If you plan on using the connecting rods that are in there now you would be very wise to have them checked for straightness. Hydrolocking likes to bend rods.
 

LIVEEZ

New member
"Unless your on a limited budget, I'd get JE pistons, as they might allow a little more revs."

I would like lightweight, strong, and hopefully quiet pistons. I do not want to find out later that they "clack" in the cold mornings because they have to warm up. I may run 20 psi. a few times to see what it will do, but i would probably keep it at 15psi to 17psi on the street.

"Is this a Sy or Ty?" Syclone #2054

"How fast you wanna go?" good question. I would sacrefice some performance for strength and reliability. I have never been to the track so I do not know.

Thanks in advance. Keep it coming
 

Sy769

Donating Member
myclone said:
LIVEEZ said:
I must have sucked in too much too fast because I hydrolocked the engine. :oops: I let it sit for a while and it finally cranked over. That is about the time I started getting smoke from breather filter. I may have damaged a ring or worse, I do not know. I wanted to rebuild the engine anyway to get rid of the marginal stock parts.

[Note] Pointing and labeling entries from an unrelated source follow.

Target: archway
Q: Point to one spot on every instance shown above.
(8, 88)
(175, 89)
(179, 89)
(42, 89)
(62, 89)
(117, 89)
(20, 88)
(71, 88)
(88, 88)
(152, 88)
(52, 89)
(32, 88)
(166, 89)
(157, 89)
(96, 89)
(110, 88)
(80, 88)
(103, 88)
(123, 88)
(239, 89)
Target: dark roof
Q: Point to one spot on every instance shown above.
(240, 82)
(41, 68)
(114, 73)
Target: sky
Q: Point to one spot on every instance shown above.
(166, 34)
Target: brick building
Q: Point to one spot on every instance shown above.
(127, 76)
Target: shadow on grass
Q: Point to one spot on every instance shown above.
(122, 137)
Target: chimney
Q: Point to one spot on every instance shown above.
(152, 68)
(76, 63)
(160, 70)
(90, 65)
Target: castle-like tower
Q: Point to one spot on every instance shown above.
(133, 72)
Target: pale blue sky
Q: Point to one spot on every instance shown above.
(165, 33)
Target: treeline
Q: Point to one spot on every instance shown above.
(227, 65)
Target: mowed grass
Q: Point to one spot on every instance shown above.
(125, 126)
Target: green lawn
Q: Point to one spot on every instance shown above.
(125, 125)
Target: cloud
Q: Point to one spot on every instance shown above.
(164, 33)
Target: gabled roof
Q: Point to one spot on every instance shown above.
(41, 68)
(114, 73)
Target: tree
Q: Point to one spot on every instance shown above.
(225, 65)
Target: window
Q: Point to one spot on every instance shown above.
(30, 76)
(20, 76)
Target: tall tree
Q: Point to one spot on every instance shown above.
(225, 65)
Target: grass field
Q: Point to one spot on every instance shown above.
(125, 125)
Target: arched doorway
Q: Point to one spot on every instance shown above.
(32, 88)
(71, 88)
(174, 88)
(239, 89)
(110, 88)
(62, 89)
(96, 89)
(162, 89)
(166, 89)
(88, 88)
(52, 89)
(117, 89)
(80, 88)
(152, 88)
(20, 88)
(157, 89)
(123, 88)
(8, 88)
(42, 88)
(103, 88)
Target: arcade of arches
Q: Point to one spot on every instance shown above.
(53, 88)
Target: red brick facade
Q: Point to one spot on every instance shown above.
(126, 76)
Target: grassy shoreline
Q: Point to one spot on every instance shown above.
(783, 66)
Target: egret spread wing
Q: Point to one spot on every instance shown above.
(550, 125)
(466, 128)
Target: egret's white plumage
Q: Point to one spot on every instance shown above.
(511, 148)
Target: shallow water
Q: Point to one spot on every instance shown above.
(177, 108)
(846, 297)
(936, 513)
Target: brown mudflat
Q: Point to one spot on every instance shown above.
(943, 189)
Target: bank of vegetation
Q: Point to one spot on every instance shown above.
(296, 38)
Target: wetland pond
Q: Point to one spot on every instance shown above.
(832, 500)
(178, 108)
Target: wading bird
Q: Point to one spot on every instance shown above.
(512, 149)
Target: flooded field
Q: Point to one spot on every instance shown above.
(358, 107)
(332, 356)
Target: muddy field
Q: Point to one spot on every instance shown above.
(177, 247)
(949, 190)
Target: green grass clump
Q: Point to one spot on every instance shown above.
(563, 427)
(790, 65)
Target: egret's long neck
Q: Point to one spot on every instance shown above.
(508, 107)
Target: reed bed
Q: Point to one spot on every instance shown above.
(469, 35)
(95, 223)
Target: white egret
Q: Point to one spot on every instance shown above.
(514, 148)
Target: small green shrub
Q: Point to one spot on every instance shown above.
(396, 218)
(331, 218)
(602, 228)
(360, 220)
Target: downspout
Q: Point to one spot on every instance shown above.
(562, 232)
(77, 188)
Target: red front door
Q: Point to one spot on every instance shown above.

I just did not want to have to rebuild it.

If you plan on using the connecting rods that are in there now you would be very wise to have them checked for straightness. Hydrolocking likes to bend rods.

If possible throw them in the trashcan. Buy the Eagles at $350-400. By the time you get them checked for cracks,straightness and resized and add new bolts you have quite a bit of cash in them and still have weak stock rods.